64 Maar weinig hadden wij ons van daar verwijderd, wanneer ik gewaar werd dat de berg gehalveerd was, gelijk hier valleien bergen halveeren.

67 „Daar,” zeide die schim; „zullen wij henengaan, daar waar de bergwand van zichzelven een schoot maakt, en daar zullen wij den nieuwen dag verwachten.

70 Tusschen steil en vlak was een kronkel-weg, die ons bracht in de zijde van de delling, daar waar meer dan voor de helft de rand sterft.

73 Goud en fijn zilver, en scharlaken en loodwit, indisch hout, licht en doorschijnend, frisch smaragd in den stonde dat het gebroken wordt,

76 dat alles gelegd naast het kruid en de bloemen binnen in die delling, zou door hun verw overwonnen zijn, gelijk het mindere door het meerdere overwonnen wordt.

79 Niet alleen had de natuur daar [kleuren] geschakeerd, maar zij maakte van de zoetheid van duizend geuren een ononderscheidelijke mengeling.

82 „Salve Regina” zag ik daar op het groen en de bloemen zielen zitten te zingen, die men van wege de delling niet van buiten kon zien.

85 „Voordat nog het weinige zonlicht in zijn nest gaat,” begon de Mantuaan die ons geleid had, „wilt niet dat ik u te midden van hen leide.

88 Van dezen rand zult gij beter de gebaren en gezichten van hen allen onderscheiden, dan beneden in de delling opgenomen.

91 Gene, die het hoogste zit, en schijnt veronachtzaamd te hebben dat wat hij doen moest en die den mond niet opent voor het gezang der anderen,

94 was keizer Rudolf, die de wonden kon helen, welke Italië gedood hebben, zóódat zij maar al te laat door anderen tot verademing komt.

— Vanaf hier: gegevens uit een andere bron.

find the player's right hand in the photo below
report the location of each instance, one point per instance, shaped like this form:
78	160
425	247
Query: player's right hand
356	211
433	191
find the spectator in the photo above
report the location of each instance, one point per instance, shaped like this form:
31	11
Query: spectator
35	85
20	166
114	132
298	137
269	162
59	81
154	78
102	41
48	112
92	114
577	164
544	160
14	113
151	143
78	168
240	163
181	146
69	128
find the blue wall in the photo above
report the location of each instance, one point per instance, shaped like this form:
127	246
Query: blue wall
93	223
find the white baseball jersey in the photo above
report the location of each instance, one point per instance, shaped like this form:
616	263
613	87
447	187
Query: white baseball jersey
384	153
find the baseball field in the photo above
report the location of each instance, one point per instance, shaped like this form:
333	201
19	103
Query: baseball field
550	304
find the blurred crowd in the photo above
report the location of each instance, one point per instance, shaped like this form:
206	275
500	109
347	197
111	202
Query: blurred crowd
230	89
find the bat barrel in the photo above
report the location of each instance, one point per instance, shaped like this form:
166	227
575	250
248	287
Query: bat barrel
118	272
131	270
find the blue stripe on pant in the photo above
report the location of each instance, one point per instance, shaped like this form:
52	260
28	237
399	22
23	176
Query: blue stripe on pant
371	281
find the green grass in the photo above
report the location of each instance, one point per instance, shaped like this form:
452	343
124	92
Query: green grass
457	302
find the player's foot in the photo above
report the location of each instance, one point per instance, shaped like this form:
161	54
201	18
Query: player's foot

97 De andere, die in het aangezicht hem troost, regeerde het land waaruit het water geboren wordt dat de Moldau in de Elbe, en de Elbe in zee brengt:

100 Ottocar heette hij, en in de windselen was hij vrij wat beter dan Wenzislaus zijn zoon, nu hij een baard heeft, wien weelde en luiheid mest.

103 En die Klein-neus, die in beraad schijnt met dengene die zoo goedwillig uitzicht heeft, stierf vluchtende en de lelie onteerend.

106 Ziet daar, hoe hij zich de borst slaat. Ziet den andere, die zich al zuchtende van de handpalm een kussen voor de wang heeft gemaakt.

109 Vader en Schoonvader zijn zij van het ongeluk van Frankrijk: zij weten van zijn snood en vuil leven, en vandaar komt die smart, die ze zoo zeer slaat.

112 Hij die zoo vleezig schijnt, en die zingende te zamen stemt met genen van den mannelijken neus, droeg van elke deugd het koord gegord.

115 En zoo na hem koning gebleven ware de jongeling, die achter hem zit, dan ging de deugdelijkheid schoon van vat tot vat;

118 hetgeen men niet kon zeggen van den anderen erfgenaam. Jacob en Frederik hebben de koninkrijken; geen heeft bezit van 's vaders betere nalatenschap.

121 Zelden gaat de menschelijke voortreffelijkheid door de takken naarboven: en dat wil Degene, Die haar geeft, opdat ze Zijn gave genoemd worde.

124 Ook tot dien van den grooten Neus gaan mijne woorden (niet minder dan tot den andere, Peter, die met hem zingt) om wien Apulië en Provence nu smart hebben.

127 Zooveel is de plant minder dan haar zaad, als, meer nog dan Beatrice en Margherita, Constantia op haar echtgenoot boogt.

130 Ziet den koning van het eenvoudige leven daar alleen zitten, Hendrik van Engeland: deze heeft in zijn spruiten beter voortzetting.

133 Gene, die verder naar beneden onder genen op aarde zit, naar boven kijkend, is markgraaf Willem, om wien èn Alessandria en diens oorlog

136 Monferrat en het Cannoveserland laat weenen.